Cycle 1, Day 19

Friday 25th January 2019
“As long as there are games to play it is not over.” — Sir Alex Ferguson

Today marks the last treatment for Cycle 1, I’ve now had one third of the chemo I am due to have. There are two more 3 week cycles to go, with Cycle 2 starting on Monday. 2 days of rest remain of Cycle 1.

There was an unwelcome 6.30am alarm today, to get to the hospital on time. I needed to be there for 9.20am but Jayne dropped me before work so I was there about 8.25am. I didn’t have to take a ticket and give a blood sample today, given they were there taken on Wednesday and all fine. One less bruise today.

On that note, my right arm is full of bruises. You’d be forgiven for seeing an arm full of bruises & needle marks and the bad boy haircut and mistaking me for a junkie.

Same Friday drill, see the Dr to get the ok for chemo, have a chat about how I’ve been. No real issues today, we already knew bloods were fine. I know I’ve been feeling crappy because of Monday and the Filgrastim injections. I actually felt a bit more spritely this morning compared to the rest of the week. All good for chemo.

Having forgotten to ask on Wednesday, I asked what the infection turned out to be and whether the chest X-Ray was ok. The X-Ray was fine, they spotted my 2-piece healed collarbone on there from 2 years ago. There was evidence of Rotavirus on my swabs, that’s a sickness/diahorrea type virus. Maybe it was that in week 2 causing my toilet trips. Otherwise, it was likely a combination of factors. The main thing we’re interested in is not what it was so much, but that it was dealt with and is no longer a threat. I also gave the obligatory explanation around my haircut and it got a giggle and a well done.
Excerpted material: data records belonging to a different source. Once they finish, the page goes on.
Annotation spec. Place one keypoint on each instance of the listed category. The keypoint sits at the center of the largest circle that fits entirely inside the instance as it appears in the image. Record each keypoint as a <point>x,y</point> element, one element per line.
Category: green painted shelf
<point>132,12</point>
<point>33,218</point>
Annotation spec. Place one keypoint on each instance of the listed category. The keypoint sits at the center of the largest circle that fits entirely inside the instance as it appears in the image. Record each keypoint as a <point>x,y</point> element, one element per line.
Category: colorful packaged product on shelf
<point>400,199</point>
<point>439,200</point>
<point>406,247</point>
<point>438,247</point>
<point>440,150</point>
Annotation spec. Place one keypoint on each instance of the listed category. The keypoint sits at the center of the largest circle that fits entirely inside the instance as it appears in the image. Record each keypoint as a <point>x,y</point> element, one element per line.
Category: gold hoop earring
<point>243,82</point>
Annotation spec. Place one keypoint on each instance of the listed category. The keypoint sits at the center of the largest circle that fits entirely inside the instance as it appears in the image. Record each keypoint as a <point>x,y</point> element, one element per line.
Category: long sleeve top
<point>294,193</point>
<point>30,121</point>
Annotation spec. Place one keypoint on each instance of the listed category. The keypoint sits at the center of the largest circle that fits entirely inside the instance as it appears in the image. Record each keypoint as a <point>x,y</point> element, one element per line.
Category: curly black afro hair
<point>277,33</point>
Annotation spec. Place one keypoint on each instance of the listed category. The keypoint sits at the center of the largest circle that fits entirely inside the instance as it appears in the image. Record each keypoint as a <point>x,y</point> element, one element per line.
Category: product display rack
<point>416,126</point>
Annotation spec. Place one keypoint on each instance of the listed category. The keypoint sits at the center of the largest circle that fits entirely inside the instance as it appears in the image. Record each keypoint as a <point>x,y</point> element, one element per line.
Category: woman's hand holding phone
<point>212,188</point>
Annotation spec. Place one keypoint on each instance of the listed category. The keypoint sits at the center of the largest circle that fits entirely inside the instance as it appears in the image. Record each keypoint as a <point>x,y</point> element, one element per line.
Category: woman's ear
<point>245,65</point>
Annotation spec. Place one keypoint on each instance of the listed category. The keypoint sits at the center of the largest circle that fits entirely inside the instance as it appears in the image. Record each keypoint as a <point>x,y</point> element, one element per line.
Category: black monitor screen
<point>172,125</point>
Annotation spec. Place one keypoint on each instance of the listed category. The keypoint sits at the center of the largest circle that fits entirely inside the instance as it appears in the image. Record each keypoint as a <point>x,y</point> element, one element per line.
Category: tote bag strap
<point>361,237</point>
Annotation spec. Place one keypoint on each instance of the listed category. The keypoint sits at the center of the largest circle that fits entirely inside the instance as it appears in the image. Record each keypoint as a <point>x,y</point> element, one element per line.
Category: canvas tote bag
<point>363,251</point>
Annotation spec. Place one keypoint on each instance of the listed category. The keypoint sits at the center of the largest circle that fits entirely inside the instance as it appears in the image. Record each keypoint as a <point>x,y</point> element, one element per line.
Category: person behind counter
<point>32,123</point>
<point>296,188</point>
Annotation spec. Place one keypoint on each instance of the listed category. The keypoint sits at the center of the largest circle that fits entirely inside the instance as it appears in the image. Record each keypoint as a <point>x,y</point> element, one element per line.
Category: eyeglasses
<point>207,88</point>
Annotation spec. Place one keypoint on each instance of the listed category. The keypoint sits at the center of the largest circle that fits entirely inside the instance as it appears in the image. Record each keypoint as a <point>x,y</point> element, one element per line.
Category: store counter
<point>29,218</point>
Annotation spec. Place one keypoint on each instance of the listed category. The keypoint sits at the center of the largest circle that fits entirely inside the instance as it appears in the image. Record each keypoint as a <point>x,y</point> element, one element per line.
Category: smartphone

Next order of business, full English breakfast in the hospital restaurant. Tick. Off to the chemo ward for my 10.30am session, waiting for the phone call to go and take my chair, which was also reasonably timely compared to last week. I tried to describe the chemo suite last week, it was fairly quiet this week so I didn’t mind taking a picture.
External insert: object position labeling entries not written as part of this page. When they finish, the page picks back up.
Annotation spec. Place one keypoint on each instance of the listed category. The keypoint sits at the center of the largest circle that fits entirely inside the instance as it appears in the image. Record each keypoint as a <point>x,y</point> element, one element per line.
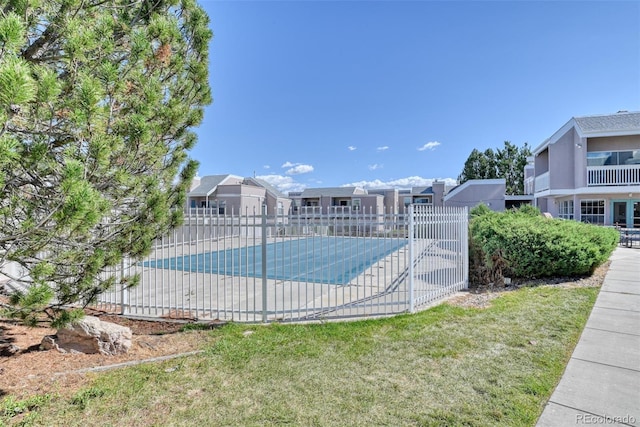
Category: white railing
<point>542,182</point>
<point>265,268</point>
<point>529,186</point>
<point>613,175</point>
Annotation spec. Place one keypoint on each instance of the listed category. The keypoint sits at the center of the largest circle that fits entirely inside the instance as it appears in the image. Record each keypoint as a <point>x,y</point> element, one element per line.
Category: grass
<point>447,366</point>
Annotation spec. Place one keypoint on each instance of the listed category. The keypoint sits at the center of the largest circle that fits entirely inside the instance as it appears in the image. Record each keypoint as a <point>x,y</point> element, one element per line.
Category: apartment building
<point>589,170</point>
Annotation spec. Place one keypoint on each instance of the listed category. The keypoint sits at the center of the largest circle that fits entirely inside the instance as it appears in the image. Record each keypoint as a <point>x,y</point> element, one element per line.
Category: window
<point>592,211</point>
<point>565,209</point>
<point>613,158</point>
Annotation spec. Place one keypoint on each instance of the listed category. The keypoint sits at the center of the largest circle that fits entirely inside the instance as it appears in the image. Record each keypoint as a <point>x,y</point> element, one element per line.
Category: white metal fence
<point>264,268</point>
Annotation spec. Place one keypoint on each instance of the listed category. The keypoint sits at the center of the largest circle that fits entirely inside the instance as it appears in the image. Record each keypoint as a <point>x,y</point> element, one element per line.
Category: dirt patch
<point>33,371</point>
<point>482,298</point>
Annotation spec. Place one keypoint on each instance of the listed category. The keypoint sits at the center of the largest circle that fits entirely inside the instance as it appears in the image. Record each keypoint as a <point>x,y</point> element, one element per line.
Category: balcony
<point>598,176</point>
<point>528,185</point>
<point>542,182</point>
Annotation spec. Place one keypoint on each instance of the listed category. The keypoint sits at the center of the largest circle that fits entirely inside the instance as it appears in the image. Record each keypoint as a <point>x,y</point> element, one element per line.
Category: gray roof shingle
<point>332,192</point>
<point>207,185</point>
<point>619,122</point>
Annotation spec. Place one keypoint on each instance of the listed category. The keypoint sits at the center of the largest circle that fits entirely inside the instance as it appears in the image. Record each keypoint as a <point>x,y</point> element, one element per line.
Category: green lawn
<point>446,366</point>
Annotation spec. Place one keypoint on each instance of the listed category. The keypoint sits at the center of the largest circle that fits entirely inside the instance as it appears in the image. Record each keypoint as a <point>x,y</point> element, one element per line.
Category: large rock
<point>91,335</point>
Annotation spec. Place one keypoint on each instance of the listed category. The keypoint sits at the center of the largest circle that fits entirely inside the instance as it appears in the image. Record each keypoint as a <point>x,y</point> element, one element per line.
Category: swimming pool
<point>331,260</point>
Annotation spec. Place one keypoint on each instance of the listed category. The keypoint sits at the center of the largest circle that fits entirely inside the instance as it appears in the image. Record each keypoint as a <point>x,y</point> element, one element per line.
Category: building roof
<point>270,188</point>
<point>208,185</point>
<point>333,192</point>
<point>619,122</point>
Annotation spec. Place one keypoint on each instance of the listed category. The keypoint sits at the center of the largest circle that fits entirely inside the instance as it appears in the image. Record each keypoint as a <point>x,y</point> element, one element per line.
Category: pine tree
<point>98,99</point>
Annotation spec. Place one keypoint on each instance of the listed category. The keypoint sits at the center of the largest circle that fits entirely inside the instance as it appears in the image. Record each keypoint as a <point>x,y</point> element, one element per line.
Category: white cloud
<point>283,183</point>
<point>402,183</point>
<point>429,146</point>
<point>299,169</point>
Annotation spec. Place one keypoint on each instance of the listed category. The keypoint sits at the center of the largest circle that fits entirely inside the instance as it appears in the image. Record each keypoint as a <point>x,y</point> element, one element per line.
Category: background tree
<point>507,163</point>
<point>97,102</point>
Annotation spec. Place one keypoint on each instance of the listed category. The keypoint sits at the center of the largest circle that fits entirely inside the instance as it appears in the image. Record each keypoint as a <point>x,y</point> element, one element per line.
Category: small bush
<point>525,244</point>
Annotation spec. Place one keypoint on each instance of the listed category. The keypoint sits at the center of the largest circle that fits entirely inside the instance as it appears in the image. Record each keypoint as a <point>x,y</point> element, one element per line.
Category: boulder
<point>90,335</point>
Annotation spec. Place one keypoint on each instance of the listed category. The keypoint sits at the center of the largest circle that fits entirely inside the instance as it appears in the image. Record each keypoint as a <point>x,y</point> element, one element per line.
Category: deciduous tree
<point>98,99</point>
<point>507,163</point>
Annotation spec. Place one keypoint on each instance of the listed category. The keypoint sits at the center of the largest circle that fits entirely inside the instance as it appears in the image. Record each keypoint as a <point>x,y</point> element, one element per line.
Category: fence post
<point>264,263</point>
<point>411,240</point>
<point>122,288</point>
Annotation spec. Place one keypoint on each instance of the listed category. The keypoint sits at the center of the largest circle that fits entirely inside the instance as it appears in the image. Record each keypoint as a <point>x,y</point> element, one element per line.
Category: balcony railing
<point>528,185</point>
<point>613,175</point>
<point>542,182</point>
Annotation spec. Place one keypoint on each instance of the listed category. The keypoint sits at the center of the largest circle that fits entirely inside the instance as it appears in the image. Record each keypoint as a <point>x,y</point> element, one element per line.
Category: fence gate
<point>255,267</point>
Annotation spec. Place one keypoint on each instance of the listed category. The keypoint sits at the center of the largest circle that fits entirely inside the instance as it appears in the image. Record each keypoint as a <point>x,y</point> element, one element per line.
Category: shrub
<point>524,244</point>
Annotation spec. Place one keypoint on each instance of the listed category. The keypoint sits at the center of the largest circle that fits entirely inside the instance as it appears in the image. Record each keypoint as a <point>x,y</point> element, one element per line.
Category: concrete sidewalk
<point>601,384</point>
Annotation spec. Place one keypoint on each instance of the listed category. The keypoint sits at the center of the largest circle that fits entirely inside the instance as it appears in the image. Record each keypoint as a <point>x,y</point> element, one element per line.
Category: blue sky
<point>383,94</point>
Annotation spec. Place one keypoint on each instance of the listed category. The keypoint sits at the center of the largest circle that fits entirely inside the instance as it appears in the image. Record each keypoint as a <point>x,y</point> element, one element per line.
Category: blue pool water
<point>332,260</point>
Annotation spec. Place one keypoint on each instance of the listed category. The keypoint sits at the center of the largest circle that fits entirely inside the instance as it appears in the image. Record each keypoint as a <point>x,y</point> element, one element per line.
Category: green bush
<point>524,244</point>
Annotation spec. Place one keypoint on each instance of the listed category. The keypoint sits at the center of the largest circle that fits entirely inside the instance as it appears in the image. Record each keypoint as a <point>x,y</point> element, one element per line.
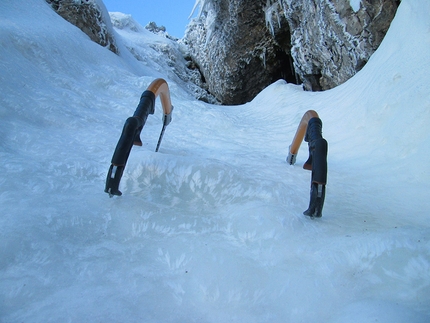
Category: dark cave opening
<point>286,68</point>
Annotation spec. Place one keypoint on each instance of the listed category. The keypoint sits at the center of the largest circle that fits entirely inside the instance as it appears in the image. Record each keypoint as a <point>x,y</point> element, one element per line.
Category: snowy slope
<point>210,228</point>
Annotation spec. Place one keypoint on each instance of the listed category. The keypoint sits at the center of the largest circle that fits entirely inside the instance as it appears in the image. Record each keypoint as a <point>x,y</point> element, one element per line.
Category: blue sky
<point>168,13</point>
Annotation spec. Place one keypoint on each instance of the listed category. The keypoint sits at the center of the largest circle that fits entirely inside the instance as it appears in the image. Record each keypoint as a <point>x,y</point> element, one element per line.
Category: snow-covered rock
<point>90,16</point>
<point>243,46</point>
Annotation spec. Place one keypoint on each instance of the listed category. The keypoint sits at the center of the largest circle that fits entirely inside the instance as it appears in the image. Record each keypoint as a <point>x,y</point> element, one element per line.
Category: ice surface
<point>210,228</point>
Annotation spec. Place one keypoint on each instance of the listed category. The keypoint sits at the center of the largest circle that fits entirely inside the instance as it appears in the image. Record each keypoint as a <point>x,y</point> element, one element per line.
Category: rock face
<point>243,46</point>
<point>87,15</point>
<point>234,49</point>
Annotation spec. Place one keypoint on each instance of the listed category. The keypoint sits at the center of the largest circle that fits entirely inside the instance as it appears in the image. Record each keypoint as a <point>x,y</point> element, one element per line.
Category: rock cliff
<point>90,16</point>
<point>243,46</point>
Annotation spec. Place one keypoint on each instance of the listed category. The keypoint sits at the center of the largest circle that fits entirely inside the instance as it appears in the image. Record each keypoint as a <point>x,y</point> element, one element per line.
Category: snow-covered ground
<point>210,228</point>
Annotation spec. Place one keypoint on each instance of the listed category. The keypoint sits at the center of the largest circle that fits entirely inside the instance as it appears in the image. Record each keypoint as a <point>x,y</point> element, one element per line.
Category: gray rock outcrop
<point>88,16</point>
<point>243,46</point>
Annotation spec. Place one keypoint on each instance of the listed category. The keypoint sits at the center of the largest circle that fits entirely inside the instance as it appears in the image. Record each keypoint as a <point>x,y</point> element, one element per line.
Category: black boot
<point>317,201</point>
You get a comfy leather electric recliner, there’s free wifi in most places in the hospital including here so you can use your electronics. Brews on offer, food if you are there at the right time, music playing. Yeah it’s a bit depressing knowing why people are there and being lined up together, but they do a great job of making a comfortable and relaxing environment for you. For it’s purpose, it’s a great facility.
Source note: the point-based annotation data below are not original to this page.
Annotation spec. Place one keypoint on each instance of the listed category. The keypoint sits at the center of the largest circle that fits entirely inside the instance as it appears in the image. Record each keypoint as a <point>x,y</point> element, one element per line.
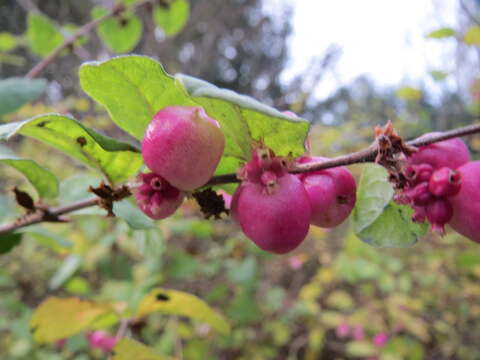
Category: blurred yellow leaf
<point>472,36</point>
<point>128,349</point>
<point>58,318</point>
<point>183,304</point>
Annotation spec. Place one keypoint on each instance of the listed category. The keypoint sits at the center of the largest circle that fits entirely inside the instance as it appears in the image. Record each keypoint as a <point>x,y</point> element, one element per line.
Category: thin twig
<point>84,30</point>
<point>366,155</point>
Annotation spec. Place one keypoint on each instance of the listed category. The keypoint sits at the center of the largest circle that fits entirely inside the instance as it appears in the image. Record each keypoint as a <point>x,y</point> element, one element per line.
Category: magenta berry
<point>451,153</point>
<point>445,182</point>
<point>466,204</point>
<point>331,192</point>
<point>438,213</point>
<point>183,145</point>
<point>101,340</point>
<point>156,197</point>
<point>271,206</point>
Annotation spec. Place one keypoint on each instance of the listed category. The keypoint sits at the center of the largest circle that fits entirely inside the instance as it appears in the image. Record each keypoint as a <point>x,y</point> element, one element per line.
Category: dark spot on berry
<point>162,297</point>
<point>81,141</point>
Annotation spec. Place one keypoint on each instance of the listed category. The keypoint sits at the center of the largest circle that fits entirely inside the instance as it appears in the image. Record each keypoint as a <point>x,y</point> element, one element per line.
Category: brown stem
<point>84,30</point>
<point>366,155</point>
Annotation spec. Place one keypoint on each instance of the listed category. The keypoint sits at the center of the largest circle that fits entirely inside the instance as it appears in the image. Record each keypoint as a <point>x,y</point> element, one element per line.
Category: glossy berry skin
<point>450,153</point>
<point>101,340</point>
<point>183,145</point>
<point>438,213</point>
<point>276,217</point>
<point>466,204</point>
<point>331,192</point>
<point>156,197</point>
<point>445,182</point>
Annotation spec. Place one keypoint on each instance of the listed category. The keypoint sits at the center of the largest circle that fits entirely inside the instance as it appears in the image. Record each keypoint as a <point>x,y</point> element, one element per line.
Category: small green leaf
<point>116,160</point>
<point>9,241</point>
<point>7,41</point>
<point>65,271</point>
<point>42,179</point>
<point>120,33</point>
<point>409,93</point>
<point>128,349</point>
<point>16,92</point>
<point>438,75</point>
<point>183,304</point>
<point>472,36</point>
<point>379,221</point>
<point>136,219</point>
<point>172,17</point>
<point>441,33</point>
<point>42,34</point>
<point>59,318</point>
<point>135,88</point>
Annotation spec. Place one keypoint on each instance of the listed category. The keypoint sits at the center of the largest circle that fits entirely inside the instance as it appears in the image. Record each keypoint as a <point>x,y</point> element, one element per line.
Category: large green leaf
<point>42,34</point>
<point>120,34</point>
<point>172,17</point>
<point>134,88</point>
<point>15,92</point>
<point>441,33</point>
<point>377,219</point>
<point>183,304</point>
<point>116,160</point>
<point>128,349</point>
<point>9,241</point>
<point>42,179</point>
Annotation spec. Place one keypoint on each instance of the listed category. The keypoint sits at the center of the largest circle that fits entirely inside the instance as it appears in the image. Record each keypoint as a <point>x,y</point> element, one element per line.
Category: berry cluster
<point>442,187</point>
<point>275,208</point>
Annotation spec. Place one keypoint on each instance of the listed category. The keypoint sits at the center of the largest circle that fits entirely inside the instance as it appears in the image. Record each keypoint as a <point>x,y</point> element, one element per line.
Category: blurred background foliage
<point>333,298</point>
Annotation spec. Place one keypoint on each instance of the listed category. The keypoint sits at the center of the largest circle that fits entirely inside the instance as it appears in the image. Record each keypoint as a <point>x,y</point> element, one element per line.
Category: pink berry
<point>445,182</point>
<point>380,339</point>
<point>331,192</point>
<point>439,212</point>
<point>451,153</point>
<point>183,145</point>
<point>156,197</point>
<point>101,340</point>
<point>271,206</point>
<point>466,204</point>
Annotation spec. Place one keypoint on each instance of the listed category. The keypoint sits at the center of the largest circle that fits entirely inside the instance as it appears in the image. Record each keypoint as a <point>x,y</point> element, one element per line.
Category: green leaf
<point>379,221</point>
<point>135,88</point>
<point>9,241</point>
<point>128,349</point>
<point>136,219</point>
<point>438,75</point>
<point>172,17</point>
<point>183,304</point>
<point>65,271</point>
<point>409,93</point>
<point>472,36</point>
<point>59,318</point>
<point>42,179</point>
<point>116,160</point>
<point>7,41</point>
<point>120,33</point>
<point>441,33</point>
<point>42,34</point>
<point>16,92</point>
There were only 2 others nearby hooked up, both there a lot longer than me. Only one more arrived while I was there. The drill here is becoming more familiar too. Get the cannula in, first put some steroids in, flush it through with a little saline. Put the chemo through, it was about 15 mins late today so a brief wait. Bob the pump takes half an hour to put the Bleomycin through, and then another 10 minutes to flush some saline through. It’s then a case of having the cannula taken out, and then off home. All in all about an hour with no delays.

Dad picked me up again, I bought us fish and chips on the way home for lunch to say thank you, I indulged too. My sister came around with baby Xander, we all chatted until about 2.30pm which was nice.

I’d been struggling for a few hours feeling tired again, surprise surprise. I crawled into my bed about 2.45pm intending to sleep until 3.40pm when the boys would be dropped off. I slept through the 3.40pm alarm and the doorbell woke me up. I was absolutely dead to the world, mouth open, dribble, the works. I managed to get up, go downstairs, and I was that tired I struggled to keep conversation at the door.

I asked the boys very nicely to find something quiet to do quietly, and let me sleep, Jayne wouldn’t be back until around 5.30pm. They were great and grabbed their tablets and went in their rooms. I was out cold again, dribbling, and was fast asleep up until 5pm. I really needed that. I woke feeling pretty groggy, came round after about 10 minutes and then took them downstairs to begin our Friday evening. Jayne cooked their tea, I ordered Chinese food (have you been counting the calories) again through sheer lack of energy to get off the sofa. Now it’s Arsenal vs Man U while Jayne is out with her buddies for a meal, and then lots of rest.

It’s the third time I’ve had Bleomycin now. Days 2, 12 and 19. Each time, I’ve got a bit of a phlegmy cough reasonably quickly afterwards, and a little bit of a tight chest. No difference tonight, it usually passes fairly quickly. I’ll drink as much as I can again, to flush the system again and stay hydrated. Antibiotics finish today so I’ll also be medication free for the weekend. I still feel like I’ll sleep well tonight. Then the job this weekend is to recuperate as much as possible before Monday’s 3 day visit.